Caretaker SIL now treats him like a one-year-old child. His communications are fragmented, bizarre, and confused. She has said this is their last summer here. After this, they will remain at her home, where she has access to closer medical facilities for veterans, and he is more calm than when he is in the house he built for his family.
Since we are no longer living nearby, Caretaker SIL was finding her life isolated--she could not leave FIL even for a short time. She would hire nearby great-grandsons to grandpa-sit so she could go to the grocery store. Eventually another, cheerful SIL, who with her husband had been living in Hawaii, came back and are living with Caretaker SIL while Cheerful SIL's husband takes care of his aging parents not far away. They will live in the farmhouse until they find a place for his parents to stay, and find and buy a home of their own. We are thankful for them. They share the burden of grandpa-sitting, and are a welcome, happy, adult-conversation addition to an otherwise grim and infantile farmhouse.
FIL's last and only activity is gardening. He did not plant the garden in the large back yard--the Mexican hired men did. He thinks it is his. He goes out and hoes and comes back in, exhausted for a couple of days. But it is all he has left of a life that no longer makes sense to him.
When the green tomatoes started coming on, he started picking them without allowing them to ripen. Buckets and buckets of tomatoes. He put them on the floor to ripen, as he did in years past when the green tomatoes were picked at the end of the season so they could ripen inside when the weather got too cold. Eventually he realized somehow that they were not ripening, and spread them all outside on the side of the gravel driveway, in the sun. A few are getting mushy orange.
Then he got the idea that he needed to plant tomatoes in July. So he hoed a row and set water in it, and planted the green tomatoes in it.
He picked so many buckets of green tomatoes that finally Caretaker SIL will not let him back in the garden, at all, so that the tomatoes can ripen for the ones who planted them. It is a sad end to one of the only things he has been good at, in his life.
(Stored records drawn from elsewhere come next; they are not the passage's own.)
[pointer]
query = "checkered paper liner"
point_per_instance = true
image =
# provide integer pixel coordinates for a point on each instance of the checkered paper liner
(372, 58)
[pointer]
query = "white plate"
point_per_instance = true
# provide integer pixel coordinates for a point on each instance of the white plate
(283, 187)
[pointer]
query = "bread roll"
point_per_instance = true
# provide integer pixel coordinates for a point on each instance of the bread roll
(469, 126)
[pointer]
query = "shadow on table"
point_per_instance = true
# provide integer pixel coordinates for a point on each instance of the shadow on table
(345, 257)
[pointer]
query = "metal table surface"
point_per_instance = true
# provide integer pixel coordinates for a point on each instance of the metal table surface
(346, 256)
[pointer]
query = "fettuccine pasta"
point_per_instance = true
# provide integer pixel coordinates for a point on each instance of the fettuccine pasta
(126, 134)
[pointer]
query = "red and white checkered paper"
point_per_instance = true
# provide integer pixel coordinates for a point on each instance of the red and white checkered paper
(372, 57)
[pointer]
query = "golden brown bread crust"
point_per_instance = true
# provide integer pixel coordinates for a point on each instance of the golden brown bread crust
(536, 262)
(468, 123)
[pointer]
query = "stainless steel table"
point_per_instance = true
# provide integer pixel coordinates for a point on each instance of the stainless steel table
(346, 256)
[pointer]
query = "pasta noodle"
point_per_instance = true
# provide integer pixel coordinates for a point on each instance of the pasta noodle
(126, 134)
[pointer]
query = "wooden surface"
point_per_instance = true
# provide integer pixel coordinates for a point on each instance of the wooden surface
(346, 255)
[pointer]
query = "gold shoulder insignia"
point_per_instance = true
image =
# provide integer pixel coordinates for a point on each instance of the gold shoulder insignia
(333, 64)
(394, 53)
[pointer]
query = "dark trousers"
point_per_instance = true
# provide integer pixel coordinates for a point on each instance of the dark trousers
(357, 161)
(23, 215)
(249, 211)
Caretaker SIL has needed breaks from him, since she oversees every aspect of his life, and he is wearying to care for. She came to our house for five days (when he first began picking buckets of green tomatoes under the care of Cheerful SIL's husband), and she has been gone for a week at the youngest sister's house, resting up before her father's last journey to her home. She had been talking to my husband about the possible need for him to be placed in memory care, especially when he can no longer go to the bathroom by himself. We were looking at memory care facilities in our area and were planning on making applications for the eventuality. But then she dropped the idea, and started talking about arrangements for cremating him when he dies.
Caretaker SIL's daughter took care of my MIL, my husband's mother, when she was dying of cancer. This granddaughter is a worker in geriatric care, and knows the signs of losing grip on life.
The hospice guide she uses is http://www.dignitycare.com/wordpress/wp-content/uploads/When-Death-is-Near.pdf Although he is physically strong, stroke has felled several of his otherwise-healthy siblings. I believe small strokes have affected him over the last several years. He speaks of "going home," which might mean going back to Caretaker SIL's home, although he lives on the farm more than half the year, and has lived there over 60 years. The hospice guide says that this may be symbolic language, of going home, not anywhere on earth.
Cheerful SIL, after observing the care her sister takes of her father, thinks she should be paid a million dollars after he dies. I do too.